Eric Swalwell, ex parlamentare democratico della California, è stato recentemente coinvolto in uno scandalo di molestie sessuali segnalato da quattro donne. L’accusa, diffusa da CNN il 10 aprile, ha portato Swalwell a ritirare la propria candidatura a governatore dello Stato e, il giorno successivo, a dimettersi dal Congresso. Nei giorni seguenti, la copertura televisiva sulla vicenda è diminuita rapidamente, nonostante i principali membri del suo partito abbiano ritirato il loro sostegno e tutte le 21 principali adesioni democratiche alla sua campagna siano state annullate.
Nei programmi di approfondimento domenicali le domande sulle accuse sono state spesso vaghe e rapide, mentre alcune trasmissioni non ne hanno parlato. I telegiornali hanno riportato la posizione di Swalwell, che ha negato le accuse, ma il tono generale era pessimista per la carriera politica dell’ex deputato.
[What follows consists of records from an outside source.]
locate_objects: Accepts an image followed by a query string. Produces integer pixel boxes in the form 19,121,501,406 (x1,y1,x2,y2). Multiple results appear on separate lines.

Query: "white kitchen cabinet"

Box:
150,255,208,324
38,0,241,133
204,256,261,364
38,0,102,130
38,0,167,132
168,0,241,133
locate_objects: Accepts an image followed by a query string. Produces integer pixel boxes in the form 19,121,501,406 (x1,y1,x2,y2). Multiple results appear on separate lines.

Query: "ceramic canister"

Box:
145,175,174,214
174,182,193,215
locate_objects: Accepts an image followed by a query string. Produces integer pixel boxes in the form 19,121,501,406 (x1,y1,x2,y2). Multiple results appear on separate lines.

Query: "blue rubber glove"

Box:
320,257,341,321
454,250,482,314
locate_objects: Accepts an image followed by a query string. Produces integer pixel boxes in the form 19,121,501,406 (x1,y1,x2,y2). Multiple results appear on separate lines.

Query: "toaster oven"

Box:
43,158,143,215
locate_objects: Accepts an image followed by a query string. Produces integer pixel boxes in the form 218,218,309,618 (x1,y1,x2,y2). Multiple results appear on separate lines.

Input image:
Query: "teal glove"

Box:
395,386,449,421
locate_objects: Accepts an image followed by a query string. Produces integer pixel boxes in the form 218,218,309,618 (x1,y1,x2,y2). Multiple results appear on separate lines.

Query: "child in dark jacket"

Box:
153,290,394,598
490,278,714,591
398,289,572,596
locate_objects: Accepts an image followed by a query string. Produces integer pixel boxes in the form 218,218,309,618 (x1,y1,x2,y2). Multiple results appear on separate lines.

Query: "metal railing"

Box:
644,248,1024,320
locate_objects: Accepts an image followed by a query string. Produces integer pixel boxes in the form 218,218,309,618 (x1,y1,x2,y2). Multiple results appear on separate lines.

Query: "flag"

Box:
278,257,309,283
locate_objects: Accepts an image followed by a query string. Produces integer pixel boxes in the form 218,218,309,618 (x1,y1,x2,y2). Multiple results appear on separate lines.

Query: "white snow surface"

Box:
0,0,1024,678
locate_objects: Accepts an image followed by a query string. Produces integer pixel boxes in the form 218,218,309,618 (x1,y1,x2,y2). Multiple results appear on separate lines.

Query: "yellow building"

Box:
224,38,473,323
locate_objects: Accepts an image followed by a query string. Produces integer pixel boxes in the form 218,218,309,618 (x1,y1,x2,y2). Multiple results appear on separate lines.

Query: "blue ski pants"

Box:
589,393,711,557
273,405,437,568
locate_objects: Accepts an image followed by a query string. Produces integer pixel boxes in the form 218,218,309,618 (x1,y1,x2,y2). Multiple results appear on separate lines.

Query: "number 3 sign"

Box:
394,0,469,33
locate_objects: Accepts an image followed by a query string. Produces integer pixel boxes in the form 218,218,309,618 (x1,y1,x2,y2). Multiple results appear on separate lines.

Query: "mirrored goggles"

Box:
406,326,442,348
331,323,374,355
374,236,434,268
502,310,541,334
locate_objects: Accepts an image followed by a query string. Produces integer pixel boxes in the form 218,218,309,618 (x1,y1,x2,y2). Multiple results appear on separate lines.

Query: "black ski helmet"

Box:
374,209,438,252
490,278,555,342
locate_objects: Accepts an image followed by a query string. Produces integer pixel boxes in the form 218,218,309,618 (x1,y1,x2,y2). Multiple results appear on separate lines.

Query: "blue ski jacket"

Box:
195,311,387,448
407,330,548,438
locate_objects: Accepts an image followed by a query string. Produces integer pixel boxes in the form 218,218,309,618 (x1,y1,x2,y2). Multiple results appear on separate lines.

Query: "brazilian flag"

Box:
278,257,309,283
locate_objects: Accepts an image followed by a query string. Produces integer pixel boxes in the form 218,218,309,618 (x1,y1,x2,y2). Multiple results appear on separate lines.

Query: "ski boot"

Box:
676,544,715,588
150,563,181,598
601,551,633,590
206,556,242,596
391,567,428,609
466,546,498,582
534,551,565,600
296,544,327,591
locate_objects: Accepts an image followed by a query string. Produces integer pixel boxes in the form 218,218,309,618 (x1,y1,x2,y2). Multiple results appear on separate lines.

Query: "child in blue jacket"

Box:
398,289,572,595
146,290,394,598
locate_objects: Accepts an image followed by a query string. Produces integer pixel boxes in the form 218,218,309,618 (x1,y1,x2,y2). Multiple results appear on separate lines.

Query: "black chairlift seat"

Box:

Secondo quanto riportato, all’interno del partito democratico vi erano già voci sulle possibili conseguenze per l’andamento delle primarie, nelle quali i due principali candidati erano repubblicani, spingendo una rapida riduzione dei concorrenti democratici. Alcuni esponenti come la ex Speaker Nancy Pelosi e il senatore Ruben Gallego hanno dichiarato di non essere a conoscenza dei comportamenti attribuiti a Swalwell.
Pochi commentatori televisivi hanno difeso Swalwell, tra cui Whoopi Goldberg, che ha sottolineato come l’ex deputato abbia negato le accuse e che, secondo lei, non avrebbe dovuto dimettersi così velocemente. I comici dei late show non hanno affrontato l’argomento, preferendo non fare battute su Swalwell. Altri giornalisti hanno riconosciuto di aver sentito voci sul suo conto in passato, ma di non averle approfondite o pubblicate.
Il caso ha sollevato il tema della differenza nel trattamento mediatico tra esponenti di partiti diversi e sulle dinamiche interne ai media nel coprire scandali che coinvolgono personaggi di spicco dei democratici.